Bug 1794304

Summary: correctly configured VM fails on start with error: CPU IDs in <numa> exceed the <vcpu> count.
Product: [oVirt] ovirt-engine Reporter: Polina <pagranat>
Component: BLL.VirtAssignee: Michal Skrivanek <michal.skrivanek>
Status: CLOSED DUPLICATE QA Contact: meital avital <mavital>
Severity: high Docs Contact:
Priority: unspecified    
Version: 4.4.0CC: bugs, rbarry
Target Milestone: ---   
Target Release: ---   
Hardware: x86_64   
OS: Linux   
Whiteboard:
Fixed In Version: Doc Type: If docs needed, set a value
Doc Text:
Story Points: ---
Clone Of: Environment:
Last Closed: 2020-01-23 16:01:11 UTC Type: Bug
Regression: --- Mount Type: ---
Documentation: --- CRM:
Verified Versions: Category: ---
oVirt Team: SLA RHEL 7.3 requirements from Atomic Host:
Cloudforms Team: --- Target Upstream Version:
Embargoed:
Bug Depends On:    
Bug Blocks: 1437559    
Attachments:
Description Flags
logs none

Description Polina 2020-01-23 08:55:48 UTC
Created attachment 1654785 [details]
logs

Description of problem: Vm fails on start with ERROR: EVENT_ID: VM_DOWN_ERROR(119), VM vm is down with error. Exit message: internal error: CPU IDs in <numa> exceed the <vcpu> count.
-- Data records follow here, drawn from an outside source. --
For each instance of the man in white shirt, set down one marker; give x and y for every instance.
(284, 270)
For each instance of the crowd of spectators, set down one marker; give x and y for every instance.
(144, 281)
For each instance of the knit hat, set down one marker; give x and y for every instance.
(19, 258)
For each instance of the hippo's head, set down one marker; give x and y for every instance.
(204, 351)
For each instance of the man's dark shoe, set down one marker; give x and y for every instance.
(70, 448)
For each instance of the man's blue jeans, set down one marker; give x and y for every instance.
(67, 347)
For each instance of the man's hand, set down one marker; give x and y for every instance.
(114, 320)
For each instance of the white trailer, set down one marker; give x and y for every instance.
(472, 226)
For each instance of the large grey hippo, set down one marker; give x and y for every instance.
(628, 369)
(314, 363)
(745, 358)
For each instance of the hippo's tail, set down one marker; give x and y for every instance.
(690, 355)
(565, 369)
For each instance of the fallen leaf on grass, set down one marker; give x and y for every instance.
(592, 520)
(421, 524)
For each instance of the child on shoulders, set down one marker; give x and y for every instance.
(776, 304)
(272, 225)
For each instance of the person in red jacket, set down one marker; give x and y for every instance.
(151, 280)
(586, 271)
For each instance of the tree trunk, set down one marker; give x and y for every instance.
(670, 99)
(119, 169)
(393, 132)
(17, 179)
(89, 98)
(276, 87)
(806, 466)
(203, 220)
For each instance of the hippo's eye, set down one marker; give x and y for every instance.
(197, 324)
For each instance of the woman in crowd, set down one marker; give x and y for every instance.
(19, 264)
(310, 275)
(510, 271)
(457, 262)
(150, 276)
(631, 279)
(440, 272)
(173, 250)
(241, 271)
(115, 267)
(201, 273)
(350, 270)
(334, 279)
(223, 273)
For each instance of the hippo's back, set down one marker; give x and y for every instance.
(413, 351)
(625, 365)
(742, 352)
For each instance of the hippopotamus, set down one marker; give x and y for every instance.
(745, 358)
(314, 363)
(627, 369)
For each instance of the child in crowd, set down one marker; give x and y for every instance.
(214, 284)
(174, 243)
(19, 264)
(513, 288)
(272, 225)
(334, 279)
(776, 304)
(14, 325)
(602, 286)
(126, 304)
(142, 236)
Version-Release number of selected component (if applicable):
http://bob-dr.lab.eng.brq.redhat.com/builds/4.4/rhv-4.4.0-14

How reproducible:100%


Steps to Reproduce:
1.Configure the VM with 5CPUs (5 Virtual Sockets, 1 Cores per Virtual Socket, 1 Threads per Core) and 2 numa nodes. Start. Check engine log correct numa configuration
     <numa>
      <cell id='0' cpus='0-7,16-71' memory='524288' unit='KiB'/>
      <cell id='1' cpus='8-15,72-127' memory='524288' unit='KiB'/>
    </numa>


2. Reconfigure the VM to have 16 CPUs(2 Virtual Sockets, 2Cores per Virtual Socket, 4 Threads per Core). Leave Numa node 2. Restart the VM .
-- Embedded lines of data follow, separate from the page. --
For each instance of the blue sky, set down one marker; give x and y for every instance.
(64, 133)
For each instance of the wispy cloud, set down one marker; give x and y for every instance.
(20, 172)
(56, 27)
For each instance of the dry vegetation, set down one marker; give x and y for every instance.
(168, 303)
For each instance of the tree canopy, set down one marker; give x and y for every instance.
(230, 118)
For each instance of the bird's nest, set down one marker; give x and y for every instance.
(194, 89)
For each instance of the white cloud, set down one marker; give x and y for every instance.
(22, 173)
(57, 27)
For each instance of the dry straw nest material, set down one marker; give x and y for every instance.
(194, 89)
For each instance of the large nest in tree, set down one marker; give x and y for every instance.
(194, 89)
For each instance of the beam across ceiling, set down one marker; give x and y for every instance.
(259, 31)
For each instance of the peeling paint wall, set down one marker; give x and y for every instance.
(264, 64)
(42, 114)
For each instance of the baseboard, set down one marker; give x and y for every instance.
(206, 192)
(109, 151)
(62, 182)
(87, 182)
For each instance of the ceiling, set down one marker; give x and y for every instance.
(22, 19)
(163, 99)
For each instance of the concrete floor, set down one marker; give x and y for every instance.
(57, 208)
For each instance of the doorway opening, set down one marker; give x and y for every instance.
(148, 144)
Actual results:the VM fails on startup with ERROR: EVENT_ID: VM_DOWN_ERROR(119), VM vm is down with error. Exit message: internal error: CPU IDs in <numa> exceed the <vcpu> count.
in engine.log
    ...
    <cpu match="exact">
    <model>Westmere</model>
    <topology cores="2" threads="4" sockets="16"/>
    <numa>
      <cell id="1" cpus="3-4,16-77" memory="524288"/>
      <cell id="0" cpus="0-2,78-138" memory="524288"/>
    </numa>
    </cpu>
    ...

Expected results: VM starts
xml contains :
    <numa>
      <cell id='0' cpus='0-7,16-71' memory='524288' unit='KiB'/>
      <cell id='1' cpus='8-15,72-127' memory='524288' unit='KiB'/>
    </numa>

Additional info: 
In the attached logs
2020-01-23 10:07:07,864+02 ERROR [org.ovirt.engine.core.dal.dbbroker.auditloghandling.AuditLogDirector] (ForkJoinPool-1-worker-9) [2b14e989] EVENT_ID: VM_DOWN_ERROR(119), VM vm is down with error. Exit message: internal error: CPU IDs in <numa> exceed the <vcpu> count.

Comment 1 Michal Skrivanek 2020-01-23 09:01:54 UTC
when you change topology the numa assignemnt/reservation is not necessarily valid anymore. it should be probably dropped and recreated on any such change

Comment 2 Ryan Barry 2020-01-23 16:01:11 UTC
This is part of testing rhbz#1437559, not a blocker. Closing. Let's resolve it there.

*** This bug has been marked as a duplicate of bug 1437559 ***